The Amateur Eye – Nothing Doing?

In the mind of the beginner: Nothing Doing is the drive to say: I got to do something.  Doing something just to do it is not the right answer.  You got to have some sense of the whole position.  You examine the pawn structure.  As I have noted in many of the games, the endgames often produce pawn islands. Good or bad for the position? The answer is that the side having fewer pawn islands has a pawn power edge.  Are there any open files possible?  That is where your Rooks (Castles) go or perhaps to support a pawn advance.  Files will not be opened without pawn attacks on the board striking into the enemy and force exchanges or blockading which in either case can give a space edge. If you examine the games I show, you notice the players eye the whole board structure. For example, World Champion Magnus Carlson’s play often show his planning concepts described herein.  Another player I admired greatly including the greats of years past was Petrosian before and as World Champion.  Many great players came up through an apprenticeship toward mastery of the game.  That fact should be a stimulus for youngsters learning the game.  You start with the basics and then build on theories known seemingly for ever among the chess giants of the world.  Children now have the benefits of great books of past champions, coaching, computers, and greater opportunities to compete either for practice or tournaments.
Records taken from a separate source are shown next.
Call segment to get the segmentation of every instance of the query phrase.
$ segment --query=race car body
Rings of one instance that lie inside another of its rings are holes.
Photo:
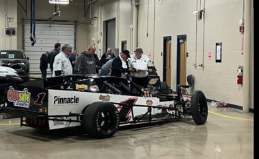
[[[10,77],[11,80],[12,77]],[[175,120],[192,115],[198,124],[207,118],[206,97],[162,95],[126,79],[68,75],[6,84],[0,111],[21,118],[21,125],[56,129],[82,125],[90,135],[112,136],[119,125]]]

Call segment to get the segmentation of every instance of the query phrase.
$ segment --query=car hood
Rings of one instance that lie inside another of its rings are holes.
[[[6,75],[17,76],[17,72],[10,67],[0,66],[0,77],[5,77]]]
[[[19,64],[21,62],[27,62],[28,60],[26,59],[0,59],[3,64]]]

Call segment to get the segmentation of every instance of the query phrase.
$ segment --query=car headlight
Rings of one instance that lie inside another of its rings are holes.
[[[20,64],[26,64],[27,62],[27,61],[21,61]]]

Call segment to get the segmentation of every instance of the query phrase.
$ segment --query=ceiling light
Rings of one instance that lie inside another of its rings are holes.
[[[69,0],[49,0],[51,4],[69,4]]]

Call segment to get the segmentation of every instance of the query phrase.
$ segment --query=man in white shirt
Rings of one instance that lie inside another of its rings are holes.
[[[134,52],[135,54],[132,55],[128,60],[131,66],[135,69],[135,72],[131,73],[132,80],[144,88],[146,88],[148,72],[152,71],[150,68],[153,65],[148,57],[143,55],[142,48],[137,48]]]
[[[73,74],[72,65],[68,59],[71,50],[72,46],[65,44],[62,46],[61,52],[55,57],[52,77]]]

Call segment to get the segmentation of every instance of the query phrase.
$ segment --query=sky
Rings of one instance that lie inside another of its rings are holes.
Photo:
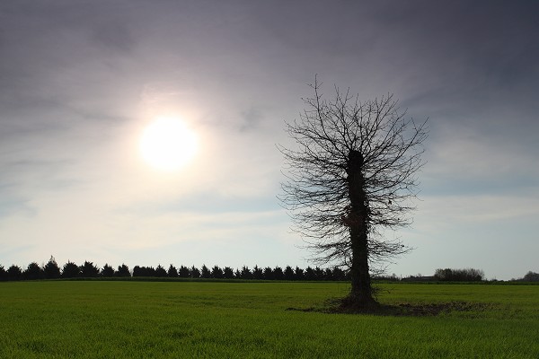
[[[429,118],[388,274],[539,271],[536,1],[4,1],[0,264],[314,266],[277,196],[314,76]],[[143,159],[156,118],[197,151]]]

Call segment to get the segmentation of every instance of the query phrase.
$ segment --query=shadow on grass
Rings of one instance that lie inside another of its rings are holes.
[[[376,303],[367,307],[354,305],[348,298],[331,299],[323,306],[310,308],[287,308],[287,311],[314,311],[329,314],[367,314],[392,317],[435,317],[453,311],[477,312],[490,307],[488,303],[469,302],[446,302],[436,303]]]

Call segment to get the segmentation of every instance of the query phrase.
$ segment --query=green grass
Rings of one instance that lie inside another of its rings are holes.
[[[326,314],[342,283],[0,283],[0,358],[539,358],[539,285],[379,285],[437,316]],[[475,309],[473,309],[475,308]]]

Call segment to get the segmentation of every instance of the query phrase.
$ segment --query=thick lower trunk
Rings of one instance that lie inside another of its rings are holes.
[[[349,300],[353,305],[367,307],[375,304],[368,272],[368,200],[364,188],[363,156],[358,151],[349,155],[348,181],[350,212],[348,225],[352,250]]]
[[[367,232],[354,233],[350,229],[352,241],[351,290],[350,300],[358,306],[376,303],[373,298],[370,274],[368,271],[368,250]],[[364,232],[364,231],[362,231]]]

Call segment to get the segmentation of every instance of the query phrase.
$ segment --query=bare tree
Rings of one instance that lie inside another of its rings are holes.
[[[279,146],[287,176],[279,198],[318,261],[349,268],[347,302],[371,306],[369,267],[410,250],[382,234],[411,223],[427,120],[407,119],[392,94],[362,102],[335,87],[326,101],[316,79],[311,87],[299,119],[287,123],[296,146]]]

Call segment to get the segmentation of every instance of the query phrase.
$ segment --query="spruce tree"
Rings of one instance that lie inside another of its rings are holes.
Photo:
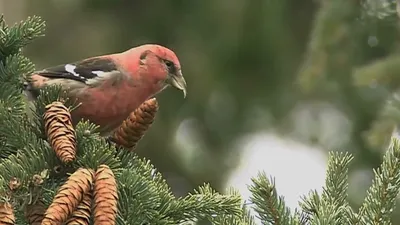
[[[400,188],[397,138],[358,211],[347,201],[353,157],[337,152],[323,192],[311,191],[294,212],[265,173],[252,179],[250,202],[208,184],[176,198],[150,161],[131,151],[154,120],[155,99],[127,118],[113,144],[88,121],[72,127],[77,105],[60,87],[42,90],[33,105],[24,100],[21,78],[34,65],[21,50],[44,35],[44,22],[33,16],[8,26],[1,17],[0,26],[0,224],[391,224]]]
[[[32,107],[21,78],[34,65],[21,50],[44,35],[44,21],[8,26],[1,18],[0,26],[0,224],[113,224],[113,213],[121,225],[240,215],[237,193],[205,184],[176,198],[148,160],[109,144],[88,121],[71,127],[68,113],[77,105],[60,87],[42,90]]]

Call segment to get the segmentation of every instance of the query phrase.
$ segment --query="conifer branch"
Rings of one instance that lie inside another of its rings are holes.
[[[391,224],[390,215],[400,189],[400,142],[393,137],[382,165],[374,170],[372,186],[359,210],[362,224]]]
[[[249,187],[252,193],[250,200],[262,223],[299,224],[299,220],[291,215],[285,205],[284,198],[278,195],[273,179],[270,181],[265,173],[259,173],[256,178],[252,178],[252,183]]]

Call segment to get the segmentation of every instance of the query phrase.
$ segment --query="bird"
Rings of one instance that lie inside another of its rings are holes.
[[[187,92],[177,55],[158,44],[35,71],[24,79],[23,91],[32,102],[51,85],[60,85],[79,103],[71,111],[73,125],[89,120],[102,136],[110,135],[132,111],[165,88],[182,91],[184,98]]]

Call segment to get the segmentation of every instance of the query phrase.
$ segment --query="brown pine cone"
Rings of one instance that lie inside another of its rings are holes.
[[[63,184],[47,209],[42,225],[58,225],[65,222],[78,207],[85,193],[93,184],[94,171],[79,168]]]
[[[15,215],[12,205],[8,202],[0,203],[0,225],[14,225]]]
[[[44,123],[48,141],[57,157],[63,163],[75,160],[76,134],[68,108],[61,102],[47,105]]]
[[[46,206],[42,200],[37,200],[33,204],[29,204],[25,208],[25,218],[30,225],[40,225],[46,212]]]
[[[155,98],[145,101],[117,128],[111,140],[133,150],[154,122],[157,111],[158,102]]]
[[[93,194],[94,225],[114,225],[117,216],[117,182],[107,165],[100,165],[96,171]]]
[[[92,207],[92,191],[83,195],[82,202],[74,211],[71,218],[67,220],[65,225],[89,225]]]

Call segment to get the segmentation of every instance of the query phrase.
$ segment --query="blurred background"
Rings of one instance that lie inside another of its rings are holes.
[[[358,207],[400,122],[395,1],[0,0],[0,9],[10,24],[47,22],[24,50],[37,69],[145,43],[177,53],[188,97],[158,96],[138,154],[178,196],[209,182],[248,198],[263,170],[294,208],[324,185],[328,151],[349,151]]]

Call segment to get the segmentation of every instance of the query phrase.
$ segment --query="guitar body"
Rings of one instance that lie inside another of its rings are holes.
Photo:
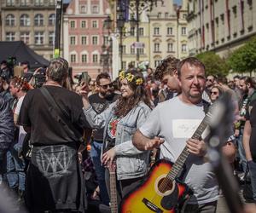
[[[192,191],[177,179],[172,182],[165,178],[172,164],[165,159],[156,162],[145,181],[124,199],[120,212],[177,212]]]

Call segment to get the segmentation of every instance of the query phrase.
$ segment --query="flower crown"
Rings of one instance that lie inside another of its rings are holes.
[[[126,78],[127,81],[129,82],[132,82],[133,80],[135,80],[136,85],[141,85],[143,83],[143,80],[142,78],[138,78],[136,79],[135,76],[132,75],[131,72],[128,72],[125,75],[125,71],[121,71],[119,72],[119,80],[124,80],[125,78]]]

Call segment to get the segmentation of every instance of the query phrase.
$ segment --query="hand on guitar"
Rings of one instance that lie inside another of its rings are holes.
[[[150,139],[149,141],[145,145],[145,150],[153,150],[154,148],[159,147],[165,141],[160,137],[154,137]]]
[[[189,138],[187,141],[187,147],[190,153],[197,156],[204,156],[207,153],[207,145],[204,141]]]
[[[110,164],[113,164],[113,161],[115,157],[115,150],[114,147],[109,149],[108,151],[107,151],[105,153],[103,153],[102,158],[102,163],[104,165],[107,165],[108,163],[110,163]]]

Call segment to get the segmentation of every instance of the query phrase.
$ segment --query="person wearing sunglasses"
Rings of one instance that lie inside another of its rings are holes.
[[[147,174],[149,152],[141,152],[132,144],[132,136],[151,112],[151,103],[141,72],[120,72],[121,95],[101,114],[90,106],[86,85],[82,88],[84,113],[91,128],[104,127],[102,163],[116,162],[117,195],[119,202],[136,188]],[[106,172],[108,176],[108,170]],[[106,181],[109,185],[109,181]]]
[[[223,89],[221,89],[221,87],[218,85],[213,86],[210,91],[210,97],[212,102],[213,103],[216,100],[218,100],[218,97],[222,95],[222,93]]]
[[[90,90],[89,102],[91,105],[93,110],[100,114],[112,102],[115,101],[118,95],[114,94],[113,84],[111,83],[110,76],[107,72],[100,73],[96,79],[96,94],[91,94],[92,81],[89,83],[88,89]],[[105,183],[105,167],[102,165],[101,162],[101,152],[103,144],[103,132],[104,129],[94,130],[90,157],[95,166],[96,174],[98,180],[98,185],[100,188],[100,198],[104,204],[108,205],[109,198]]]

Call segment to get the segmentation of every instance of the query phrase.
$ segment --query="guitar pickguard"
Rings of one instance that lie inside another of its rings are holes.
[[[161,206],[166,210],[172,210],[175,208],[178,200],[178,188],[175,184],[174,190],[169,195],[164,196],[161,200]]]

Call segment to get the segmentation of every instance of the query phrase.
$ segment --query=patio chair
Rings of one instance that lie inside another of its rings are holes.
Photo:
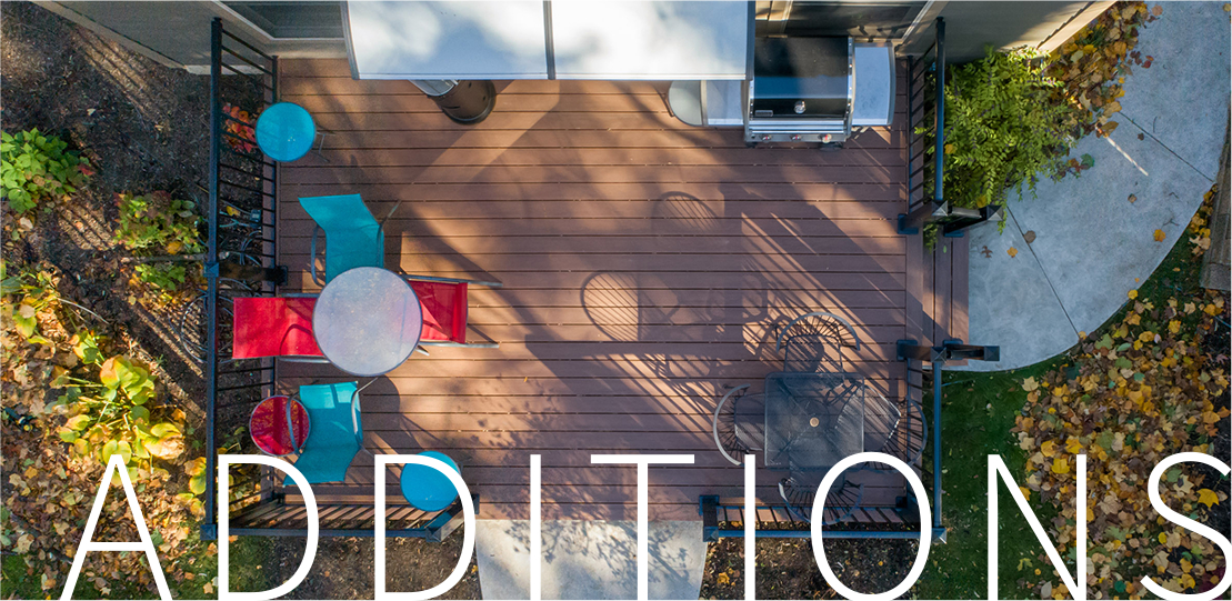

I am often asked what players’ games had the greatest influence on my own play and interest.  That goes hand in hand, the idea of interest to study and learn from the great players of the past. That always finds interest at the top.  I want to enjoy the play of the old times, players, tournaments and their arrangements for tournaments and matches.

In being up-to-date, I try to examine the art of chess, writings, and how the modern age of computers has made analysis and commentary more thorough.  For me, personally, I look at computer analysis as tiring.  I really don’t care about 10-20 moves analysis of which some is junky boring and having nothing to do with the actual play on the board between players in play time.  I had my own way to prepare for tournaments which often rested from studying the games of Rubinstein, Marshall, Capablanca, Alekhine, Lasker, Smyslov, Botvinnik, Reshevsky, Petrosian, Tal, Fischer, Spassky, Bronstein.  In my youth I was interested in chess history of the Staunton and Morphy era players.

On Staunton, I believe him to be badly abused by American authors. Read my columns on the Staunton and Morphy era.  Another player who was attacked by Horowitz of Chess Review was Alexander Alekhine due to his European life as World Champion and having to survive in the Nazi propaganda era.